インボイス 準備大詰め あと1カ月 茨城県内周知なお課題

インボイス発行事業者の登録の説明を受ける男性(右)=水戸市桜川の水戸商工会議所

消費税のインボイス(適格請求書)制度が始まる10月1日まで1カ月と迫り、茨城県内でも準備が大詰めを迎えている。納税義務のある課税事業者の86%が登録したものの、中小零細企業の中には、様子見だったり、当初から検討していなかったりする事業者も多いとみられ、周知の徹底がなお課題となっている。

国税庁によると、県内では7月末までに約6万7千件が登録した。内訳は課税事業者は5万3千件、免税事業者が1万4千件。課税事業者の登録率は全国平均と同水準となっている。

常陽銀行(水戸市)は、制度についての中小企業向けセミナーを2年前から20回以上開催、延べ約7200人に説明してきた。この1年は2万社以上にヒアリングしながら、具体的に案内してきた。

制度内容や手続きが分からないという事業者への支援も強化。インボイス管理が可能なクラウドサービスを勧め、同時にペーパーレス化も促す。担当者は「対応できていない人へのサポートが必要」とする。

筑波銀行(土浦市)は、取引先に担当者が出張するなど相談体制を強化。周知や登録準備のためのセミナーを開催し、制度の基礎から、実際に登録するまでの手順を紹介しているほか、オンラインでの個別相談にも応じている。

取引先から値引きや取引減を迫られる恐れもあることから、国税庁のコールセンターには毎月数万件の相談が寄せられるなど不安払拭も課題となっている。

水戸税務署は、県トラック協会や水戸小売酒販組合が開催するインボイスの説明会に署員を講師として派遣するなど、企業や団体と連携して周知の徹底に努めている。

売上高が1千万円以下の免税事業者が登録した場合は、インボイスを発行できる代わりに新たな税負担が生じる。免税事業者のままインボイスを発行しないことも可能だが、取引先の税負担が増える仕組みだ。

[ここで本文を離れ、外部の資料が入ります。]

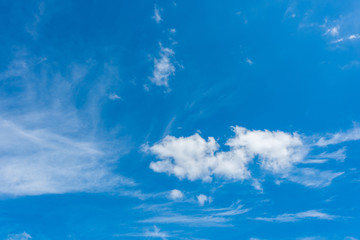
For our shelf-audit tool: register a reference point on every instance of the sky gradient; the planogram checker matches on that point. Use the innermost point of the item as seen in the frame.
(179, 120)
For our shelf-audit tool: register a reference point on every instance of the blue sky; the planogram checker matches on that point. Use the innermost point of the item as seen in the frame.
(179, 120)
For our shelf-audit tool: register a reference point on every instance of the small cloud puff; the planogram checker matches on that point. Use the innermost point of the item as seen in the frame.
(20, 236)
(157, 16)
(202, 199)
(114, 96)
(175, 195)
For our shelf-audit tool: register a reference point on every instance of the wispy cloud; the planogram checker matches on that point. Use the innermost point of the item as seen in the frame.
(45, 143)
(293, 217)
(148, 233)
(32, 28)
(339, 137)
(163, 67)
(190, 220)
(233, 210)
(20, 236)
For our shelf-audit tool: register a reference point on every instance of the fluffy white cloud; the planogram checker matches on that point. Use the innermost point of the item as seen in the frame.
(202, 199)
(293, 217)
(114, 96)
(157, 16)
(191, 157)
(163, 67)
(175, 195)
(277, 152)
(20, 236)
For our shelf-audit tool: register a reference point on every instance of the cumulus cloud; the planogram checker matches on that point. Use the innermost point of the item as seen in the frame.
(157, 16)
(333, 31)
(175, 195)
(293, 217)
(202, 199)
(20, 236)
(163, 67)
(276, 152)
(311, 177)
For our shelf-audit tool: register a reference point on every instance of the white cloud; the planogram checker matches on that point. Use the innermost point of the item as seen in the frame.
(293, 217)
(20, 236)
(37, 161)
(312, 177)
(114, 96)
(192, 157)
(338, 155)
(333, 31)
(249, 61)
(175, 194)
(202, 199)
(278, 153)
(157, 16)
(233, 210)
(155, 233)
(47, 144)
(163, 67)
(197, 221)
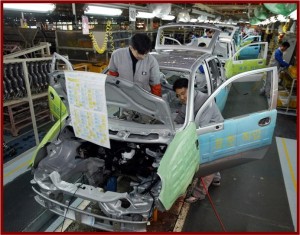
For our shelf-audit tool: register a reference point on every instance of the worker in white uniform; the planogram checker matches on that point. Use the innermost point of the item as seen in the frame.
(210, 115)
(135, 64)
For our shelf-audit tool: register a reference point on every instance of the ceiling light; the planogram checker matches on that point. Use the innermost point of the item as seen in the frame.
(29, 7)
(97, 10)
(168, 17)
(144, 15)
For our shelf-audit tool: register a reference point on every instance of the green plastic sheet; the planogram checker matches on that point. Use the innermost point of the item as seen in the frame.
(281, 8)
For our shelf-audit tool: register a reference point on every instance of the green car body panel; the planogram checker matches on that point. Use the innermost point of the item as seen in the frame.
(59, 111)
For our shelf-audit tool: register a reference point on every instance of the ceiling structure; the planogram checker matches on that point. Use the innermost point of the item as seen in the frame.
(234, 11)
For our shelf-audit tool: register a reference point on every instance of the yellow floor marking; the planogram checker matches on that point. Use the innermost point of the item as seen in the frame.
(181, 218)
(289, 164)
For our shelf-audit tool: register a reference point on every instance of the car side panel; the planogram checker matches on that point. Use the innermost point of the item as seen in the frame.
(236, 67)
(222, 97)
(236, 137)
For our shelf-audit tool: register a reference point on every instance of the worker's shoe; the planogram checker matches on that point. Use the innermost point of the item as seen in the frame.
(217, 179)
(192, 199)
(262, 91)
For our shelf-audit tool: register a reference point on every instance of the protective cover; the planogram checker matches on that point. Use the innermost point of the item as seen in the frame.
(178, 165)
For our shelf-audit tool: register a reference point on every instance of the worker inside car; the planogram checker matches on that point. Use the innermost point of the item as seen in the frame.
(135, 64)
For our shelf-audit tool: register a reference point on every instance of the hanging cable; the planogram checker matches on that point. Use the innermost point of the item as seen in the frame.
(107, 37)
(213, 206)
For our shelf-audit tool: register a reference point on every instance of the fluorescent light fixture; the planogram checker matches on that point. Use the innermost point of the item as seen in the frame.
(168, 17)
(144, 15)
(98, 10)
(29, 7)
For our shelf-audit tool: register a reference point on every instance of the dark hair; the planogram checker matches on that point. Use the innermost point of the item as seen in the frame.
(141, 43)
(285, 44)
(180, 83)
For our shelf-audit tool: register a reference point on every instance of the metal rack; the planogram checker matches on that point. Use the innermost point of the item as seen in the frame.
(28, 101)
(286, 108)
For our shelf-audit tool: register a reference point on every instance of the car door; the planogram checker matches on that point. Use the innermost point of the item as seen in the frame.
(236, 64)
(214, 71)
(249, 121)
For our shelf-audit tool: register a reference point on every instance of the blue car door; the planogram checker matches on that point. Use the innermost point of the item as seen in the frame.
(248, 126)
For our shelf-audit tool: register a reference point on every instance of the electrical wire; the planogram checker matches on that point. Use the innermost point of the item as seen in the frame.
(213, 206)
(69, 204)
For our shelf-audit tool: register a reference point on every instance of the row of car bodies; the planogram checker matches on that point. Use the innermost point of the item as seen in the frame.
(157, 157)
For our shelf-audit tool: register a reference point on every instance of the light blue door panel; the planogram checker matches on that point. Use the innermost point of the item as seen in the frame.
(238, 135)
(222, 97)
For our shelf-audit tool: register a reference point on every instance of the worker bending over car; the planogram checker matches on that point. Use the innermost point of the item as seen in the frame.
(135, 64)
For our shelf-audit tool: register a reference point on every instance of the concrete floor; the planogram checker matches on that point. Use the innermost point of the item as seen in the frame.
(251, 198)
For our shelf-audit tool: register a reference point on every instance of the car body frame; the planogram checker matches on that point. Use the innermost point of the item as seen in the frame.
(153, 158)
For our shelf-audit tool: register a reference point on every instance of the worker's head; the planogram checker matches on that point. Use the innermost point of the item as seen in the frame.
(284, 46)
(180, 87)
(140, 45)
(209, 33)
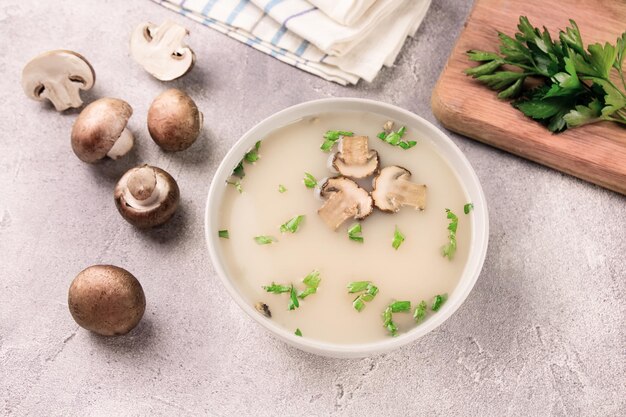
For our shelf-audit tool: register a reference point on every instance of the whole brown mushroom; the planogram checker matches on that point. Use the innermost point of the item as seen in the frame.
(107, 300)
(174, 121)
(146, 196)
(100, 130)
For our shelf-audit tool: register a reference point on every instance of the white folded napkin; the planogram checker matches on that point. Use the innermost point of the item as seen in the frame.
(245, 21)
(345, 12)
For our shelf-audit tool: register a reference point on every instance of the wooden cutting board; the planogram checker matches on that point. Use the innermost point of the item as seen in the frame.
(596, 153)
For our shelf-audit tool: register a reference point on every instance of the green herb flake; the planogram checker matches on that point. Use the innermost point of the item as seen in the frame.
(309, 180)
(354, 233)
(398, 238)
(277, 288)
(420, 311)
(311, 282)
(265, 240)
(438, 301)
(236, 184)
(331, 137)
(292, 224)
(449, 249)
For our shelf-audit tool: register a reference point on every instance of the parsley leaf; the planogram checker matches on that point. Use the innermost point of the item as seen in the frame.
(354, 233)
(449, 249)
(309, 180)
(292, 224)
(398, 238)
(264, 240)
(331, 137)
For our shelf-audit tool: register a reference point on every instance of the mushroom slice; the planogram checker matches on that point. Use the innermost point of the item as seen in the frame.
(392, 190)
(355, 159)
(58, 76)
(146, 196)
(100, 130)
(345, 200)
(160, 50)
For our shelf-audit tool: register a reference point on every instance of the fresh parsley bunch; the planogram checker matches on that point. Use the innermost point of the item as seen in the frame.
(577, 88)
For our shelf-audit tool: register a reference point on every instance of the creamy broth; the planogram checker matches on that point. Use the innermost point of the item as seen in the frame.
(416, 271)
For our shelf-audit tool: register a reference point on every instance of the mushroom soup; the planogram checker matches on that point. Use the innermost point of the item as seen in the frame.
(342, 262)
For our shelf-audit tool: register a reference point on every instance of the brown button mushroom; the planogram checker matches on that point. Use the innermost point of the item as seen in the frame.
(100, 130)
(345, 199)
(146, 196)
(107, 300)
(58, 76)
(355, 159)
(392, 190)
(174, 120)
(160, 50)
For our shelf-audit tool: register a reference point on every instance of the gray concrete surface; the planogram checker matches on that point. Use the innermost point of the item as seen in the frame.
(542, 334)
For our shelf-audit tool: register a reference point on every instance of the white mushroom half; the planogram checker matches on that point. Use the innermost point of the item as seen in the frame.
(345, 200)
(355, 159)
(393, 190)
(160, 50)
(58, 76)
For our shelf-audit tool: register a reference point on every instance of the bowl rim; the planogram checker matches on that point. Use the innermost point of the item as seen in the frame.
(469, 182)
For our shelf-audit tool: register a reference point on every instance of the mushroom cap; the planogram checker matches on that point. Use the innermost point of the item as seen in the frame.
(354, 158)
(160, 50)
(97, 128)
(174, 121)
(58, 76)
(392, 190)
(107, 300)
(151, 211)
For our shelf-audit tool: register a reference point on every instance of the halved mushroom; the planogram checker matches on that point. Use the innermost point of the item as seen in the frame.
(345, 200)
(100, 130)
(393, 190)
(174, 121)
(146, 196)
(355, 159)
(160, 50)
(58, 76)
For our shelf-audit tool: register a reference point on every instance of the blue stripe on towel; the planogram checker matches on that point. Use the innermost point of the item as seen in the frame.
(233, 15)
(302, 47)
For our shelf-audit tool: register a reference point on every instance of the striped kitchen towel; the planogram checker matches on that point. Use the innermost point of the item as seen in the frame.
(272, 32)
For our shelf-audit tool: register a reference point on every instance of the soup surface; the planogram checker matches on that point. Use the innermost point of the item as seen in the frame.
(415, 271)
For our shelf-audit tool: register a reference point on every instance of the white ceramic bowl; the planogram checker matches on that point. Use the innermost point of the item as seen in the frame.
(445, 146)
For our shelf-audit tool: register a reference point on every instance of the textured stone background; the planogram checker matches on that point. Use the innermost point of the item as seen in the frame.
(542, 334)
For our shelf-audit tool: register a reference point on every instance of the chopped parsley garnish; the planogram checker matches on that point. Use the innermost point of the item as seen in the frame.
(331, 137)
(395, 307)
(449, 249)
(438, 301)
(311, 281)
(277, 288)
(395, 138)
(309, 180)
(236, 184)
(265, 240)
(293, 299)
(354, 233)
(420, 311)
(368, 292)
(398, 238)
(292, 224)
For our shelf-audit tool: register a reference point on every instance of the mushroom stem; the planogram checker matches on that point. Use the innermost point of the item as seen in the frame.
(122, 145)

弁当販売の「いせよし」(水戸市)を営む小川悟さん(61)は「企業や団体からも弁当の注文がある。登録は欠かせない」と話し、水戸商工会議所の職員から説明を受けながら申請した。必要性は分かっていたが、忙しさを理由に手続きを後回しにしていたと明かす。

小川さんは「取引できる体制を取れば、お客にも安心してもらえると思う」と話した。